Perhaps what allows Mary to push through her fear and anger is this reassurance that comes through faith - for her a faith that the hardship she has endured has led to a healing. A reassurance that the bonds of love and the attitude of openness and patience that Reverend Heller and Dr. Goatley described last week can, in fact, lead us to something redemptive.

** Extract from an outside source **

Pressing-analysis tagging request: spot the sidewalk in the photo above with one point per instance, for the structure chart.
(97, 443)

My prayer for our community, our ESD community, our Dallas community, our world community, is that each of us can find a source of that same reassurance, that same faith. For some of us, it might be a faith in the Gospel. For others, faith in another spiritual message. For still others, it might be a faith in the human family. I hope most immediately it is a faith that each of us can have in each other.
I feel fortunate as Head of ESD to have faith in you. I do not have all the answers and sometimes find myself not even having all the right questions. I have faith that together, as a group with extraordinary goodwill and a shared mission, we will find ways to give each other energy and conquer our fears, anger, and exhaustion.
Let us rededicate ourselves to finding joy in our journey this year and remaining faithful in one another.